Haoyuan Li, Jean Luc Bredas

Research output: Contribution to journalArticlepeer-review

7 Scopus citations


Rational development of organic electronic devices requires a molecular insight into the structure–performance relationships that can be established for the organic active layers. However, the current molecular-scale simulations of these devices are limited to nanometer sizes, well below the micrometer-sized systems that are needed in order to consider actual-scale morphologies and to reliably model low dopant concentrations and trap densities. Here, by enabling descriptions of both the short-range and the long-range electrostatic interactions in master equation simulations, it is demonstrated that reliable molecular-scale simulations can be applied to systems 100 times larger than those previously accessible.
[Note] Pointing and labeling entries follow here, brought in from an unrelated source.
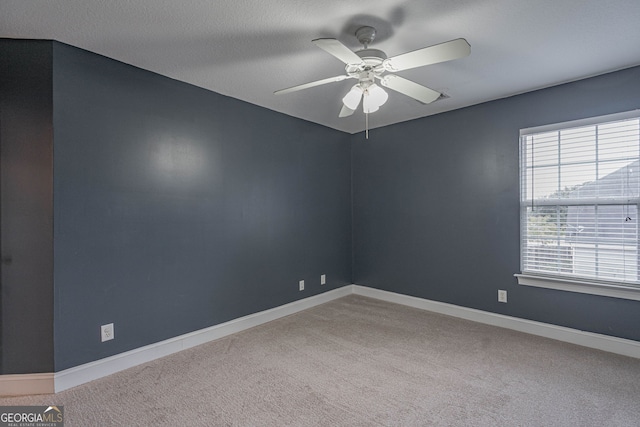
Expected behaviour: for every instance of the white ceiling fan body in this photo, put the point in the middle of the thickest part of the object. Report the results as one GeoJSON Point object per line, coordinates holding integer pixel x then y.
{"type": "Point", "coordinates": [368, 65]}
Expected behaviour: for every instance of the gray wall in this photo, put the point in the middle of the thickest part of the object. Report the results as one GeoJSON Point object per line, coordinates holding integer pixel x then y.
{"type": "Point", "coordinates": [26, 213]}
{"type": "Point", "coordinates": [436, 206]}
{"type": "Point", "coordinates": [177, 208]}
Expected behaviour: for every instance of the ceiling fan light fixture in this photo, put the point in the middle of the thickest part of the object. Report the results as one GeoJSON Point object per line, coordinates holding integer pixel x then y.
{"type": "Point", "coordinates": [352, 99]}
{"type": "Point", "coordinates": [376, 95]}
{"type": "Point", "coordinates": [368, 105]}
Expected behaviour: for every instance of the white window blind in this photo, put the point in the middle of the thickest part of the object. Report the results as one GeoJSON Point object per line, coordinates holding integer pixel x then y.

This quantum leap in the modeling capability allows us to uncover large inhomogeneities in the charge-carrier distributions. Furthermore, in the case of a blend morphology, charge transport in an actual-scale device is found to behave differently as a function of applied voltage, compared to the case of a uniform film. By including these features in realistic-scale descriptions, this methodology represents a major step into a deeper understanding of the operation of organic electronic devices.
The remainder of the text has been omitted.